Escrito por Mariana Morena, militante do Izquierda Socialista (Seção da UIT-QI na Argentina)
Traduzido por Lucas Andrade
Em 2 de fevereiro de 1943, as forças alemãs renderam-se ao Exército Vermelho após 200 dias de cerco na cidade de Stalingrado. Após anos de resistência heróica das massas ao horror do nazismo, com sua enorme máquina de guerra e seus campos de concentração e trabalho forçado, Stalingrado significou um ponto de inflexão na expansão do Terceiro Reich, mudando o curso da Segunda Guerra Mundial. O povo soviético não se curvou diante da ofensiva alemã e defendeu as conquistas sociais da revolução de 1917, apesar da ditadura de Stálin. A derrota definitiva do nazismo não tardaria a chegar.
Em 22 de junho de 1941, a Alemanha nazista iniciou a invasão da União Soviética com três milhões de soldados e a maior máquina de guerra da história. A ofensiva pegou de surpresa as massas trabalhadoras soviéticas, adormecidas como resultado das infames políticas estalinistas (a estratégia das frentes populares aprovada em 1935 pela Internacional Comunista, a “trégua” pactuada com o nazismo em 1939 e o desmantelamento dos comandos experimentados do Exército Vermelho em um dos “processos de Moscou”).

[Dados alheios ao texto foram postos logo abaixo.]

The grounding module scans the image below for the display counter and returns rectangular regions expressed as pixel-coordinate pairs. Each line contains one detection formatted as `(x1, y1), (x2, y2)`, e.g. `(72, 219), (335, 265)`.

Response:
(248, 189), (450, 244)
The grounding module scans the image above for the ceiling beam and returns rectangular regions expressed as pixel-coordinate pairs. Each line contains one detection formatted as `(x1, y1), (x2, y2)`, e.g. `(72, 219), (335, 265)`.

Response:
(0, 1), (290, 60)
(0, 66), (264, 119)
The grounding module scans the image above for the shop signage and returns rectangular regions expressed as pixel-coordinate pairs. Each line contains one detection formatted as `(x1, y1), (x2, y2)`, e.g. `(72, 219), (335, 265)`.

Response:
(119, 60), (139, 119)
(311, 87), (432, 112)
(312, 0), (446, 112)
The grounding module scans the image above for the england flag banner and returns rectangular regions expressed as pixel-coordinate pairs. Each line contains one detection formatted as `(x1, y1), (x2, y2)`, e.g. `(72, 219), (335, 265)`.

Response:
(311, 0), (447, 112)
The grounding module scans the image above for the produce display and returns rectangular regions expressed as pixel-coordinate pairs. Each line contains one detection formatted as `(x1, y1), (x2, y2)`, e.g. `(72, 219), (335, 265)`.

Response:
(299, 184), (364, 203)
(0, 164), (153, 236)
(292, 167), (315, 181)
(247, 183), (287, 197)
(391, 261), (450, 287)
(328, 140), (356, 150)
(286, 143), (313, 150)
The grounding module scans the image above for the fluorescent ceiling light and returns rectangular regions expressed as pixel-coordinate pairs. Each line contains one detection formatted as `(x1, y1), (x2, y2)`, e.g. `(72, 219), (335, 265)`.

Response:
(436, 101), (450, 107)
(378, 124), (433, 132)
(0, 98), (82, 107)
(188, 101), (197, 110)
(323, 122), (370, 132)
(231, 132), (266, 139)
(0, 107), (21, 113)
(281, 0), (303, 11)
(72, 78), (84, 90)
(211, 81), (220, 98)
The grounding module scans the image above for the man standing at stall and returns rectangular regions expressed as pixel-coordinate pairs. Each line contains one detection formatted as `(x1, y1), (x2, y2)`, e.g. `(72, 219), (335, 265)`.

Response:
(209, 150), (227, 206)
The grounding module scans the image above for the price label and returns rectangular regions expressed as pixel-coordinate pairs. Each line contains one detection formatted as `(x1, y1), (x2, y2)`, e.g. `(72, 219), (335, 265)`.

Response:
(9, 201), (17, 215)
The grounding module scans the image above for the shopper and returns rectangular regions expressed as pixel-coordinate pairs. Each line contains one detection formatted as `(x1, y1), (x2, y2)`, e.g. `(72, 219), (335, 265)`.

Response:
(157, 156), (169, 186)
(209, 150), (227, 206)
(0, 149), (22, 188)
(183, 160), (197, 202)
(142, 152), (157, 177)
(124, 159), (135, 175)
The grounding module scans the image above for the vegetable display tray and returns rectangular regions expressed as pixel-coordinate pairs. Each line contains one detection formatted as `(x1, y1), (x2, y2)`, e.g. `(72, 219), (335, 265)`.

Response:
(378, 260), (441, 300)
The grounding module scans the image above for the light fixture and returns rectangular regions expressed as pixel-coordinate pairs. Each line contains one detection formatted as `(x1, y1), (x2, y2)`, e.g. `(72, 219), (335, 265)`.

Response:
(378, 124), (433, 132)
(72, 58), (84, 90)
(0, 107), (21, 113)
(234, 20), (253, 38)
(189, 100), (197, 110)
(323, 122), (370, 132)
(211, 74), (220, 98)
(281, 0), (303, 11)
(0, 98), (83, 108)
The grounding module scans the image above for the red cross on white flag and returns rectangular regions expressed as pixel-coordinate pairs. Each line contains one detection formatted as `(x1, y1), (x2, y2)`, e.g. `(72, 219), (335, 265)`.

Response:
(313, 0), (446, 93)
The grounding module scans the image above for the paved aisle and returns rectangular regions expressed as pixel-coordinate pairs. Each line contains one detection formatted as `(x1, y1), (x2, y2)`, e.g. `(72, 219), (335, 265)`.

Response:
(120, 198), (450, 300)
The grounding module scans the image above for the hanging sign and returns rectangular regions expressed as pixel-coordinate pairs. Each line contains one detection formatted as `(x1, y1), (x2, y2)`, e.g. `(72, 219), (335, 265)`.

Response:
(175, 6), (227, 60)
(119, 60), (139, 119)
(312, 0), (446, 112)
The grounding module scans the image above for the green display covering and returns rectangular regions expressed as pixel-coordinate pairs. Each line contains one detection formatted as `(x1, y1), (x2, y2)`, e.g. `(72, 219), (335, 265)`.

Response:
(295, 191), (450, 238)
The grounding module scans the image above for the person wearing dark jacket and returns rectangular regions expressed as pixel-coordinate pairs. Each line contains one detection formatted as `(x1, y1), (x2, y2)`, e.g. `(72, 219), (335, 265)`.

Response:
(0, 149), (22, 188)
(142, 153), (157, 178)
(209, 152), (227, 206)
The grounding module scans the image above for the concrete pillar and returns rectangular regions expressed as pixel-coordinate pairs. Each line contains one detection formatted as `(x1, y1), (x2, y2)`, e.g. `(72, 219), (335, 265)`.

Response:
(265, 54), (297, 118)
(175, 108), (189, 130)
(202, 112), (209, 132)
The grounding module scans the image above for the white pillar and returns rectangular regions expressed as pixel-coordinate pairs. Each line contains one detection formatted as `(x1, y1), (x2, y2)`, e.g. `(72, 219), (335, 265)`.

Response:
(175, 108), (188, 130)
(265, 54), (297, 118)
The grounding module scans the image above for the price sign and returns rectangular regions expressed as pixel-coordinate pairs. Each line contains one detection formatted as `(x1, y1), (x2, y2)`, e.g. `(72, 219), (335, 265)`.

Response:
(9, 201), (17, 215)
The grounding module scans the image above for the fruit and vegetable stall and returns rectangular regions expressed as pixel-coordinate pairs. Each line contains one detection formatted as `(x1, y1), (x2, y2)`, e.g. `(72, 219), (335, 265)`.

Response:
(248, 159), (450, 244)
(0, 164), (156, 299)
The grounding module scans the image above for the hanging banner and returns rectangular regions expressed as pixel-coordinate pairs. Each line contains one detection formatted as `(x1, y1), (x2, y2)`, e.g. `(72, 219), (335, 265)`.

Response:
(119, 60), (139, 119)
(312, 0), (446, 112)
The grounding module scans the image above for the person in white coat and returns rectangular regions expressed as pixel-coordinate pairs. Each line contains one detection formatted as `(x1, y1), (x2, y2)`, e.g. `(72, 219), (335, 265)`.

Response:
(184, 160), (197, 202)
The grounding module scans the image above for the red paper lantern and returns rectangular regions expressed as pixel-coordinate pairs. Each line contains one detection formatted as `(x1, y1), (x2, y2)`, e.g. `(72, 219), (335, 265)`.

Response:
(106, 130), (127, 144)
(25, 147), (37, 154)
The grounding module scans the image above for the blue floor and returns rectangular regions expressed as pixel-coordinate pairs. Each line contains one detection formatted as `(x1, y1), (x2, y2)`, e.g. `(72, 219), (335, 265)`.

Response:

Em dezembro de 1941, apesar de ter aniquilado e capturado centenas de milhares de soldados do Exército Vermelho, era evidente o fracasso nazista da chamada Operação Barbarossa em seu objetivo de conquistar Leningrado e Moscou através de uma campanha “relâmpago”. A partir de então, Hitler dará prioridade a uma nova ofensiva em larga escala com o objetivo de invadir a região do Cáucaso e acessar os campos petrolíferos. A Operação Azul começou em junho de 1942 com importantes vitórias alemãs. E por sucessivas modificações ao plano original, Stalingrado acabou se tornando um objetivo principal.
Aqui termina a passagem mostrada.